In Los Angeles, he told of trade concessions China had made in its as-yet-unsuccessful effort to be admitted to the World Trade Organization. One concession, lifting a ban on citrus fruit, was particularly important to California and to Sen. Diane Feinstein (D-CA), who has known Mr. Zhu since the late 1980s when she was the mayor of San Francisco and he was the mayor of Shanghai. She has visited the Premier regularly and complained about the ban, which contributes slightly to the US trade deficit with China -- $57 billion last year.
"California," said Premier Zhu, "has a woman who comes each year to China. Every time, she raises the same old issue about citrus fruit." Pausing a beat, he added, "Thank God, from now on she will never raise it again!"
Protesters about China's handling of human rights, Tibet and Taiwan trailed the Premier at each stop. Dozens were arrested, some through negotiated settlements with local police.
Mr. Zhu, referring to the reports that China had obtained military secrets from an alleged spy at Los Alamos National Laboratory, said the Chinese Army will consider stenciling on the side of its missiles the words "Made in China, not in USA."
In Washington, he participated in an extraordinary one-hour, 45-minute news conference with President Bill Clinton. In Denver, he announced lowering China's trade barriers to wheat and beef, important to farmers in Colorado and the region. He visited the Denver Broncos' training site outside Denver and "side-armed a blistering pass into a group of television cameras."
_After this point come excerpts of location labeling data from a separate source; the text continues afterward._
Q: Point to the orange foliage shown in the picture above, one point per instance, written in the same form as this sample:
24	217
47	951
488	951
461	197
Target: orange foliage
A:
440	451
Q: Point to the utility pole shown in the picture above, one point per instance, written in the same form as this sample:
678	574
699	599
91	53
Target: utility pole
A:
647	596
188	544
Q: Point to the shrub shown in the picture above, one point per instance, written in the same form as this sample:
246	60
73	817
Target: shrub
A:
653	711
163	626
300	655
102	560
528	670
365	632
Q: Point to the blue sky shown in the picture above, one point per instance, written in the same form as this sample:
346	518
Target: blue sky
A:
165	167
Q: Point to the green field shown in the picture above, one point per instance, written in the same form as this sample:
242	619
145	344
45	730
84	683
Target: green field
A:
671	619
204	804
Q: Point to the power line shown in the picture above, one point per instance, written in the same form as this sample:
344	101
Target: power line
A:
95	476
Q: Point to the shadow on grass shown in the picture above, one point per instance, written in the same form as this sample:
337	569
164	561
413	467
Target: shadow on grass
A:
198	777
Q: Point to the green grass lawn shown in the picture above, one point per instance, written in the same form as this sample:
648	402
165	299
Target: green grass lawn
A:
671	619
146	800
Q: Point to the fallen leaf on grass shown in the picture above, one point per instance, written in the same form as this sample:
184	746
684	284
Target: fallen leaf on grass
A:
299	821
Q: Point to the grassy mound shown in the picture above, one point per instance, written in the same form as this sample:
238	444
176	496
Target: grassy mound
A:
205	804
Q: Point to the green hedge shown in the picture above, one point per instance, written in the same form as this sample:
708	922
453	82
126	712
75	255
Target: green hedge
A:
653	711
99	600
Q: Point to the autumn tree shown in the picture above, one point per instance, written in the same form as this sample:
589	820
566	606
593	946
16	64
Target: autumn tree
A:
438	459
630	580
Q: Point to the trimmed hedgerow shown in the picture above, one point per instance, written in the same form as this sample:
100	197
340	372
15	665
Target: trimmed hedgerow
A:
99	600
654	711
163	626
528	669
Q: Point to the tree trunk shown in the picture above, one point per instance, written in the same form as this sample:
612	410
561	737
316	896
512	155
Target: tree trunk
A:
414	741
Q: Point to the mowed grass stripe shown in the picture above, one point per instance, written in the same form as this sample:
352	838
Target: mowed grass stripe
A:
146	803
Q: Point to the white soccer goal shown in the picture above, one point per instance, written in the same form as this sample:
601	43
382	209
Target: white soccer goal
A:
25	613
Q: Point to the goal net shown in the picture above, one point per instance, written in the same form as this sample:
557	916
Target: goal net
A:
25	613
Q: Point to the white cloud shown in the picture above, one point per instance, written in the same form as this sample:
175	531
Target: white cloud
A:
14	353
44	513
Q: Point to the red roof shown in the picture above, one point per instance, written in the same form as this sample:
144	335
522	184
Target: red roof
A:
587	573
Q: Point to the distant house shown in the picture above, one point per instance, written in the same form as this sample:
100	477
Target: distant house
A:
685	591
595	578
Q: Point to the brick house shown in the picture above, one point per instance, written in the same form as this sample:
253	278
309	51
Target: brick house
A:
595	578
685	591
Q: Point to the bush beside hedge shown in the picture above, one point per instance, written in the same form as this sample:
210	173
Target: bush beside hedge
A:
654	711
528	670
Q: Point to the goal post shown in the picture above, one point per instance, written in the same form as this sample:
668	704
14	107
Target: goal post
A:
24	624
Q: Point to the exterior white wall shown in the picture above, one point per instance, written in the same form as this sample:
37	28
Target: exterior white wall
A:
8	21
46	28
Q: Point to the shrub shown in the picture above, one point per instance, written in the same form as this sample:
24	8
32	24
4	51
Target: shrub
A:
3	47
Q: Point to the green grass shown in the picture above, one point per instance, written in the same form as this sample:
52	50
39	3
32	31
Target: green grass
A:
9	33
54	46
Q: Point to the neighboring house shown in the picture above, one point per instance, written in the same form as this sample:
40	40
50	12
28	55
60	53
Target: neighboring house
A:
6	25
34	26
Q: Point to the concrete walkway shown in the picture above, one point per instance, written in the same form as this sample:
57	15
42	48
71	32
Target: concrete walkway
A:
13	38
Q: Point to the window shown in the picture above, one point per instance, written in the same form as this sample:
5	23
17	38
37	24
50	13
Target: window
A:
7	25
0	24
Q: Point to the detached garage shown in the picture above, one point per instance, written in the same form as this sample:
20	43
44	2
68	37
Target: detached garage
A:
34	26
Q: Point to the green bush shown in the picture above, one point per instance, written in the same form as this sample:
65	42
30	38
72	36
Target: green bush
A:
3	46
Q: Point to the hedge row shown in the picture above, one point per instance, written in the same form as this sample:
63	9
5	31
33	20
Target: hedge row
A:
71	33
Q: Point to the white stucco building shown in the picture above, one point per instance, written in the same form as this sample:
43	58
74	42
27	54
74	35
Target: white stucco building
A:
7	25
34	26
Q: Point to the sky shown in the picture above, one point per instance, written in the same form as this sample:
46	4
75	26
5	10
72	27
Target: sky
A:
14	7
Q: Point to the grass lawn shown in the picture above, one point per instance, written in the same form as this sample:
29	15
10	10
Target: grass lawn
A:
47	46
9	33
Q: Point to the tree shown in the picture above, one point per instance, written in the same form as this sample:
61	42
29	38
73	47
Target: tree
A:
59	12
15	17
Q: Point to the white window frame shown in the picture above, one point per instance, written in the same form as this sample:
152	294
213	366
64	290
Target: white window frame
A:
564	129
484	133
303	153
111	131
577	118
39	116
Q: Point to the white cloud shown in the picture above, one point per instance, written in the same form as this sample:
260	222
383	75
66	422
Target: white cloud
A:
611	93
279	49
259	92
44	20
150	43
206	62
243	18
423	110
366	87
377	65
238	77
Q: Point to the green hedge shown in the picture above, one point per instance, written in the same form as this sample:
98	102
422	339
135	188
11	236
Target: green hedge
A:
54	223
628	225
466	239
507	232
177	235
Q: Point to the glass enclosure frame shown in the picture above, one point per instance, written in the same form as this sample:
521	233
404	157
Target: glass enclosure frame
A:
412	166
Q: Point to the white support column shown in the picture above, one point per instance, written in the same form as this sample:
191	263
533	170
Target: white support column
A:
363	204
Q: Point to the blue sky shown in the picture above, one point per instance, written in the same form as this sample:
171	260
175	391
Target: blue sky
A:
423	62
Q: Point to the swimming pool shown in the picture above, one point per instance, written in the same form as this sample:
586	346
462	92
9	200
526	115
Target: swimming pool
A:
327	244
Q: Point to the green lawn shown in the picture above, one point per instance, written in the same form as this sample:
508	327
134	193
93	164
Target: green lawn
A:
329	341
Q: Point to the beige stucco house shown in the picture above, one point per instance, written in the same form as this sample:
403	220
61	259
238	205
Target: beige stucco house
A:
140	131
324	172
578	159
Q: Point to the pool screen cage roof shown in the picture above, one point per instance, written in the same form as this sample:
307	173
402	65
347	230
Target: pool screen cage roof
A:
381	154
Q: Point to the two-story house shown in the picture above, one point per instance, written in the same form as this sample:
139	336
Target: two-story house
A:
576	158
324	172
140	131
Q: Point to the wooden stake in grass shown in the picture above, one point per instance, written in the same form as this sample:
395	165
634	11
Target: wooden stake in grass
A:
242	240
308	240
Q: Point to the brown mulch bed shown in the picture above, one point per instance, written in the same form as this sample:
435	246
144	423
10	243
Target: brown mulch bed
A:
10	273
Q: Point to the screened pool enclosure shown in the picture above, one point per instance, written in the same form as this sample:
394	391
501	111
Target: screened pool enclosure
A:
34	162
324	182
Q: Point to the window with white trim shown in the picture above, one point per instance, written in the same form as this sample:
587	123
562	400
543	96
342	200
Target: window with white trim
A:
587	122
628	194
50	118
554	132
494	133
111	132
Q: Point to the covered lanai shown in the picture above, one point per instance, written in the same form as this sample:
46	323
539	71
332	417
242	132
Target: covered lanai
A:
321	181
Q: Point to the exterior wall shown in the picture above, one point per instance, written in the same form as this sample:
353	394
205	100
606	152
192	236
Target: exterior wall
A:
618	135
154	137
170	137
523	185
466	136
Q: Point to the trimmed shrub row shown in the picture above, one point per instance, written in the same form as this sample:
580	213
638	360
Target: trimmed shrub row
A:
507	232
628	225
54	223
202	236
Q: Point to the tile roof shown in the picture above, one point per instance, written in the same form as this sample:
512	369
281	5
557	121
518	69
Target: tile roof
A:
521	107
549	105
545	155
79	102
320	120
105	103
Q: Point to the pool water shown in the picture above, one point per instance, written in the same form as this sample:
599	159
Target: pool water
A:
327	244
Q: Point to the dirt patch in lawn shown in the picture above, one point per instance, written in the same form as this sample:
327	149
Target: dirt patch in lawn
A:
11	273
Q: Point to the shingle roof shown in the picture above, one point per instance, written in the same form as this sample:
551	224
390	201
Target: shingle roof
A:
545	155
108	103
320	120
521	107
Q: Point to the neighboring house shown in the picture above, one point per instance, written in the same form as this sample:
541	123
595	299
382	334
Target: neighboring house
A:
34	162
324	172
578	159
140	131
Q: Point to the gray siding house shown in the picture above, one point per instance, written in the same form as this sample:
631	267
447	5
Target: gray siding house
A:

In Chicago, the Hyatt Corp. gave Chinese agriculture a boost when it presented Premier Zhu with a 1,500-pound black Angus bull, genetically engineered to produce calves that make the highest grade of beef. Ignoring high winds that kept the rest of his delegation in a bus, the Premier lobbied local farmers to call President Clinton to say how much farmers want China to join the WTO.
Former US Ambassador to China James Lilley told the Times, "He is selling himself as the intelligent, sophisticated Chou En-lai guy. He's post-Tiananmen Square, Shanghai not Beijing, economic reform, free market, MIT and science and all that. All very effective."
VEST INTRODUCTION
Attendance in Kresge Auditorium will be limited to the MIT community and invited guests. He will be introduced by MIT President Charles M. Vest, who met Premier Zhu in Beijing in 1995.
"We see China -- and US relations with China -- as major issues for American society and for the world," Dr. Vest said. "We know that China will have an increasingly important world role in the creation of new scientific, technological and industrial activities. MIT faculty and students are involved in many projects in the PRC, ranging from working with high school students to establish Internet communication to a major environmental study of coal combustion throughout that nation."
Mr. Zhu continues as the dean of the business school at Tsinghua University in Beijing. The Sloan School of Management has a substantial educational initiative with Tsinghua, with Fudan University in Shanghai, and the Lingnan (University) College of Zhongshan University in Guangzhou, southern China
Premier Zhu, an electrical engineer, has been a planner, teacher, engineer, economist, mayor of Shanghai and governor of the central bank, as well as Vice Premier. He was named the fifth Premier of the People's Republic of China in March 1998.
A version of this article appeared in the April 14, 1999 issue of MIT Tech Talk (Volume 43, Number 26).